First 'live' video replays trials underway at IFAB workshop

The workshop is being held at Red Bull Arena from 19 to 21 July, with more than 20 leagues and associations in attendance as well as FIFA’s Refereeing and Football Technology Innovation Departments, given that FIFA is supporting The IFAB with technological expertise and research around the video assistant referee (VAR) project.

Competitions in six countries have already confirmed their participation in the two-year trials, which were approved at The IFAB Annual General Meeting in March 2016, while others still have time to join. Provided the initial tests go well, the FIFA Club World Cup Japan 2016 is also set to feature VARs as part of The IFAB trials.  

“Until now, the only experiments that have been conducted in the USA and the Netherlands and elsewhere have been ‘offline’,” says IFAB Secretary Lukas Brud. 

“That means the video assistant referees have been able to familiarise themselves with the technological set-up, assess video replays and practice making decisions on crucial moments, but they have not been able to communicate with the referee. Now, thanks to the support of MLS and the New York Red Bulls, we are testing the technology in a live environment where the video assistant referee is communicating with the referee to help him reduce clear errors in game-changing incidents.”

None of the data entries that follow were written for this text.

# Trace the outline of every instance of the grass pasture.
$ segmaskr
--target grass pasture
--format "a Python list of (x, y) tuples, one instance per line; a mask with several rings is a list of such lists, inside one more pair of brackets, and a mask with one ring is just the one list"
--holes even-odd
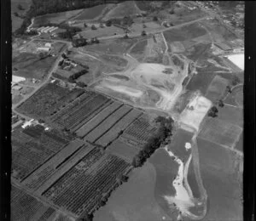
[(183, 129), (178, 129), (172, 136), (171, 144), (168, 149), (180, 159), (187, 160), (190, 151), (185, 148), (185, 144), (190, 143), (193, 133)]
[(13, 66), (18, 69), (15, 71), (16, 76), (42, 80), (46, 76), (55, 60), (56, 57), (51, 56), (40, 60), (37, 54), (21, 53), (13, 59)]
[(236, 153), (201, 139), (197, 139), (197, 144), (203, 185), (208, 196), (208, 210), (202, 220), (242, 220), (242, 190), (237, 182)]
[(214, 73), (199, 71), (192, 76), (186, 88), (190, 91), (200, 90), (205, 94), (214, 76)]
[(100, 4), (94, 6), (92, 8), (85, 8), (83, 12), (75, 18), (78, 20), (93, 20), (98, 16), (100, 16), (102, 11), (106, 8), (107, 4)]
[(130, 51), (131, 54), (142, 54), (144, 53), (145, 48), (148, 45), (148, 40), (143, 40), (138, 42), (137, 42)]
[(160, 221), (167, 217), (154, 198), (156, 172), (146, 162), (134, 169), (127, 183), (114, 190), (106, 206), (94, 214), (95, 221)]
[(168, 42), (176, 41), (186, 41), (207, 34), (205, 29), (201, 28), (198, 23), (189, 25), (178, 29), (172, 29), (163, 32)]
[(104, 27), (104, 28), (98, 28), (97, 30), (87, 30), (81, 32), (79, 32), (84, 38), (91, 38), (91, 37), (107, 37), (107, 36), (113, 36), (114, 34), (124, 34), (125, 32), (121, 28), (116, 26), (110, 26), (110, 27)]
[(243, 109), (225, 105), (218, 108), (218, 118), (240, 127), (243, 126)]
[(135, 1), (127, 1), (119, 3), (115, 8), (110, 10), (105, 16), (104, 20), (113, 18), (123, 18), (125, 16), (132, 16), (140, 14), (141, 10), (137, 7)]
[(243, 86), (237, 87), (232, 90), (227, 98), (224, 99), (224, 103), (234, 106), (243, 106)]
[[(16, 31), (20, 27), (23, 19), (15, 16), (14, 13), (18, 13), (21, 15), (26, 14), (29, 9), (31, 0), (11, 0), (11, 20), (12, 20), (12, 31)], [(20, 10), (18, 5), (20, 4), (24, 10)]]
[(126, 53), (127, 50), (137, 42), (137, 39), (110, 39), (106, 41), (100, 41), (98, 44), (86, 45), (84, 52), (90, 51), (93, 53), (121, 54)]
[(207, 91), (206, 97), (212, 101), (220, 99), (226, 91), (229, 81), (219, 76), (215, 76)]
[(239, 140), (242, 128), (236, 125), (217, 118), (208, 118), (199, 136), (211, 142), (233, 149)]
[(83, 9), (78, 9), (40, 15), (35, 18), (33, 27), (44, 26), (47, 23), (60, 24), (78, 15), (82, 11)]
[(123, 141), (116, 139), (107, 149), (107, 152), (115, 155), (129, 163), (132, 162), (134, 156), (139, 152), (139, 149), (125, 144)]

Workshop participants are being shown how the VAR works in the control room and also how the main referee goes to the side of the pitch on certain occasions to review video footage on a playback device. In addition, attendees are given headsets to hear how the referee and VAR communicate with each other when an incident may need to be reviewed.

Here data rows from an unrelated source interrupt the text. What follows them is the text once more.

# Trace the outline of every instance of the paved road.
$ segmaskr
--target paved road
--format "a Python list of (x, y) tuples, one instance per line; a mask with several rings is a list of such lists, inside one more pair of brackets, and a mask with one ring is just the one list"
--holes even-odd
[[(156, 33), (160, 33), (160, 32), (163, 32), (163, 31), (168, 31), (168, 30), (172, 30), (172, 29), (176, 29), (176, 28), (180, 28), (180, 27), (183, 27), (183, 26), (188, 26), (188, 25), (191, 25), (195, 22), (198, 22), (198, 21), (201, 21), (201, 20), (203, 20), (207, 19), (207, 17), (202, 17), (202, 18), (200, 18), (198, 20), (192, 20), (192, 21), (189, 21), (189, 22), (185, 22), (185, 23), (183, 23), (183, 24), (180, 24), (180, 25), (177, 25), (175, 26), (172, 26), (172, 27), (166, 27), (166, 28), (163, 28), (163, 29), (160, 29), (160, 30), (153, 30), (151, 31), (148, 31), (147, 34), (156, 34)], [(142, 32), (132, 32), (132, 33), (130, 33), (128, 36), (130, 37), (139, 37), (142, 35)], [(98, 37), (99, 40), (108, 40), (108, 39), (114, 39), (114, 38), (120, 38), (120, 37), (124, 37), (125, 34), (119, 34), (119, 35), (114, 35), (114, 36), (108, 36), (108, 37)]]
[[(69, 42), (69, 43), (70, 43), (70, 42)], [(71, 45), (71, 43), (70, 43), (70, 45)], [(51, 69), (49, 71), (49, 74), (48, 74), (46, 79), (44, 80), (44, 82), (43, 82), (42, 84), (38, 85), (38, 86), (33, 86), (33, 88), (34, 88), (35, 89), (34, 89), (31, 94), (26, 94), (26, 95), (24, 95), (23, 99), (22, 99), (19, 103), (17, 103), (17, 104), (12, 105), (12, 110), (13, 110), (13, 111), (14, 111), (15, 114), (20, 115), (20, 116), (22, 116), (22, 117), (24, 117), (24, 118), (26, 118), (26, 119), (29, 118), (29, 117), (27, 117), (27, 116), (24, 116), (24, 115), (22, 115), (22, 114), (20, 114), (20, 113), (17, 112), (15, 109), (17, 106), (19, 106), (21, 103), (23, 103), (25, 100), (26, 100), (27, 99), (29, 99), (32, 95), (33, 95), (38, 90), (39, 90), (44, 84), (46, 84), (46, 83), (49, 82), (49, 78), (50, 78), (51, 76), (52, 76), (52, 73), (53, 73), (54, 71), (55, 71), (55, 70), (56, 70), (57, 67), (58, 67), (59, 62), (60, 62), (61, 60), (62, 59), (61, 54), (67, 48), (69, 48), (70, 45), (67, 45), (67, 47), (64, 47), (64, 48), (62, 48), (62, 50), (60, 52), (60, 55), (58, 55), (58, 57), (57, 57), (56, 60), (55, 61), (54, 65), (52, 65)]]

A key focus during the current preparation phase is ensuring that the participating competitions educate referees, VARs and technical staff in line with the protocol that was drawn up by The IFAB together with FIFA’s Football Technology Innovation Department. To support The IFAB in this respect, FIFA has decided to implement a VAR training facility at its headquarters in Zurich in the coming months.

In terms of the next steps, additional workshops and meetings – like the recent ones held in the Netherlands and Switzerland – are planned before offline experiments start in the participating countries from August, followed by live experiments in 2017. Based on feedback from the participating competitions, the results of research, and advice from its advisory panels, The IFAB is expected to take a decision in 2018 or 2019 on whether or not VARs should be introduced in football.

The IFAB, which is an independent organisation comprised of the football associations of England, Northern Ireland, Scotland and Wales as well as FIFA, is the only body authorised to decide on and agree changes to the Laws of the Game in consultation with the football community.